M.S. When I studied at the School of the Art Institute for my MFA, I was a die-hard painter. I dabbled a bit in video, but it wasn’t until I came to the Rijksakademie where I truly explored a variety of materials, media, and narrative strategies. I started with juxtaposing spoken narrative with a series of paintings. I then created my first film My Baby Just Cares For Me, 2001-2, which examined the profiling of immigrant Muslims that began to take form in the early 2000’s throughout Europe. The film featured an American architect at a Brussels train station watching a Muslim couple from a distance and immediately questioning whether the young man is mistreating his girlfriend.

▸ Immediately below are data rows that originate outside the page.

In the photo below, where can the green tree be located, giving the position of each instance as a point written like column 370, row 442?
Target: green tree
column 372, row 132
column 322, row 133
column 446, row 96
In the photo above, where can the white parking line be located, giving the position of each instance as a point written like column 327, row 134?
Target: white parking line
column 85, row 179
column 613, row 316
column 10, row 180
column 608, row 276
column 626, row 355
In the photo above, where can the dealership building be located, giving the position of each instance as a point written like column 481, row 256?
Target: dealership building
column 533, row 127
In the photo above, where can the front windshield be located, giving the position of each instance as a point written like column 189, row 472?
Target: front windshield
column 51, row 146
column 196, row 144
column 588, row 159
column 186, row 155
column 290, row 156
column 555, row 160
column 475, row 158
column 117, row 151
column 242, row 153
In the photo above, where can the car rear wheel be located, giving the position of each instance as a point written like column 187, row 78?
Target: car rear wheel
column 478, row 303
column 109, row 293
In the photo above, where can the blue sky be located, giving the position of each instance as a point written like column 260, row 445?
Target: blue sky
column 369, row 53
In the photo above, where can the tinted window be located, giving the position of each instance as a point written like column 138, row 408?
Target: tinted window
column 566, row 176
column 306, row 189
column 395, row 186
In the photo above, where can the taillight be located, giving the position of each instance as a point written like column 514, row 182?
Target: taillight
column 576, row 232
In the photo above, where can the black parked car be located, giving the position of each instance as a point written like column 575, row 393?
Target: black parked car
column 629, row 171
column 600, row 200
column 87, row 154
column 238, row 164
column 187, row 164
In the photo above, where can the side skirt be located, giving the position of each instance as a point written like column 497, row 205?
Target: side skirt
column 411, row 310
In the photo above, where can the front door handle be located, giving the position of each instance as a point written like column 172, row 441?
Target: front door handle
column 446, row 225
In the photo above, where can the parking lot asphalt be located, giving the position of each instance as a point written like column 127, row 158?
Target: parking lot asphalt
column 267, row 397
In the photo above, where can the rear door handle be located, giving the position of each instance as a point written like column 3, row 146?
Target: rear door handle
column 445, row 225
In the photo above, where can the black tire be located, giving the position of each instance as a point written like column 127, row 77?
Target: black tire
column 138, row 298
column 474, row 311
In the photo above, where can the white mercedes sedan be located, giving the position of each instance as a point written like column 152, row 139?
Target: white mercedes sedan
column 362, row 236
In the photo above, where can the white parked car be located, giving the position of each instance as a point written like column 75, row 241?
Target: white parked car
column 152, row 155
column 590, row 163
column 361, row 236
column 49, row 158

The story was written while I was living in east Amsterdam in the Indische Buurt (the East Indies Neighborhood) in a Turkish and Moroccan neighborhood. Although I have a Dutch citizenship I found myself feeling more at home in my neighborhood than among the Dutch. My own Post-Colonial Dutch and Indonesian cultural identity, as both Christian and Muslim, was certainly beneath this exploration. Since leaving Holland in 2004 my work has continued to deal with the questioning of identity but through the collective means of popular culture. The Silva Screen is another painting series that deals with the concept of a questionable cultural identity.
R.S. Do you experiment with different materials a lot or do you prefer to work within certain parameters?
M.S. I constantly explore process and materials to find a direction for the most relevant, enigmatic means to tell a story.
For example, I had the opportunity to create a performance for the Bergamo Film Festival, I collaborated with an Italian drummer Tiziano Riva who created a new drum solo soundtrack, In the End it’s All about Time for the video Last Breath on the Mirror, 2009, the video playing within the Get Ready to Shoot Yourself, 2009 installation, creating a new conceptual and temporal relationship with the film sequence. Tiziano Riva performed his drum solo on the film festival stage, with The Last Breath on the Mirror projected above him. The reference to music as a silent film accompaniment was clear enough, yet I decided to have Riva take the stage in the role of Buster Keaton, as idea that could only come to me after I met him and I noted his uncanny facial resemblance!
R.S. Can you tell me something about your residency at the Rijksakademie?
M.S. My experience at the Rijks was full of amazing experience being in close contact with a remarkable cross-section of international artists, global and personal political concerns, and conceptual strategies.
The advisors were fantastic, and the opportunities to show my work to a larger audience was very helpful and led to some direct professional contacts. It was a great learning experience, however, I feel that my time there was a very transitional period. It wasn’t until after I left that I began to really shift my work into site-specific installation, performance, and narrative space. In fact my sketchbooks from that period are full of drawings of installation ideas, many of which I only explored much later. I’ve learned to trust my instincts as an artist.
R.S. Is there anything else you would like to add?
M.S. Thank you so much for the opportunity to share my thoughts with you and your readers.
I wish you all the best with your blog and your future curatorial adventures.